Government has moved to crack down on a money-spinning donkey skin business following a spate of donkey killings in most parts of the country, especially central and northern Botswana.
The Ministry of Agricultural Development and Food Security released a communication last week announcing the indefinite suspension of export licences for donkeys and their products. The Ministry cited concern on the “indiscriminate and cruel slaughter of donkeys”.
Government further stated the fact that donkeys are exported to lucrative markets in Asia as part of the reasons for the decision.
“In this regard, issuance of all exports licences relating to donkeys and their products for export purpose is suspended indefinitely with immediate effect,” the statement says.
Farmers have been urged to stay vigilant and keep a close eye on the donkeys as well as report any suspicious illegal trade on live donkeys, donkey meat and donkey hides to government.
“Furthermore, farmers are advised to brand and ear mark their donkeys for ease of identification,” the ministry said.
Government issued permits for donkey meat exports last year, thereby opening a huge opportunity for Chinese investors, as the appetite for donkey hides back home is insurmountable.
A record high 128 donkeys were slaughtered in a week this February in Boteti West, where the process of selling required farmers to register their animals with the local customary chief, and produce an affidavit confirming the donkey ownership to curb thefts, said sources.
The Chinese company behind the killings, Y2K Holdings paid P550 per donkey while the traders earned P150 per donkey head.
Botswana is the sixth African country to impose restrictions on donkey and its products following Niger, Senegal, Mali, Burkina Faso and Gambia. Zimbabwe turned down an application to build a donkey slaughterhouse, while Ethiopia closed its only functioning donkey abattoir after residents complained about the stench and pollution.

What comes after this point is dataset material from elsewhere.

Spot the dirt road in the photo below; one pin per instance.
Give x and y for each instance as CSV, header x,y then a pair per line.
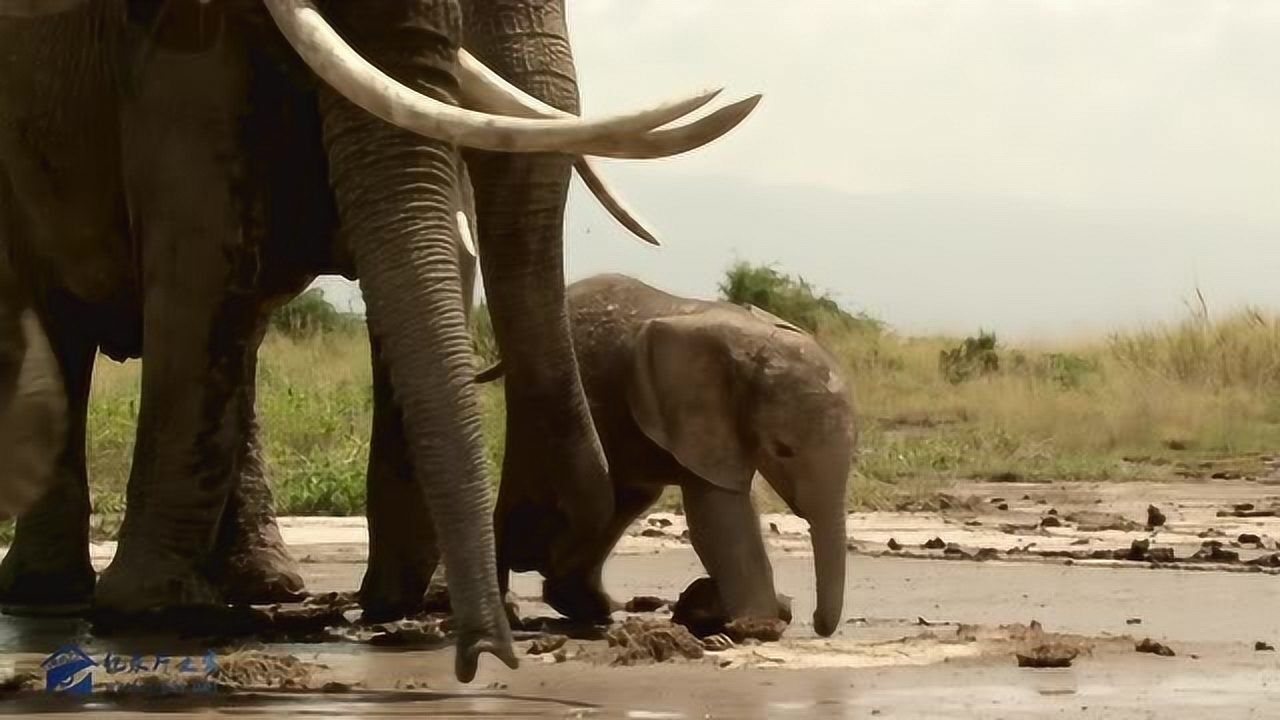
x,y
926,637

The ban has mushroomed illegal donkey trade and subsequently soared donkey prices.
“Before the ban, I imported a truck packed with donkeys from Niger almost every week and sold them at $44 per donkey,” said the trader, whose full names were withheld because of fear of being caught. “Now, the price has risen to $150 or higher,” a Nigerian smuggler told Bloomberg recently.
China is the major importer of donkey skin from several countries – including Afghanistan – have been confirmed.
According to information published by the Donkey Sanctuary end of January 2017, thousands of donkeys in developing countries are being killed and their skins sold to China for use in traditional medicine.
Demand for donkey hide, which is boiled to produce gelatine – the key ingredient in a medicine called ejiao – has raised the price and the rate of slaughter of the animals, threatening the livelihoods of poor communities who rely on them.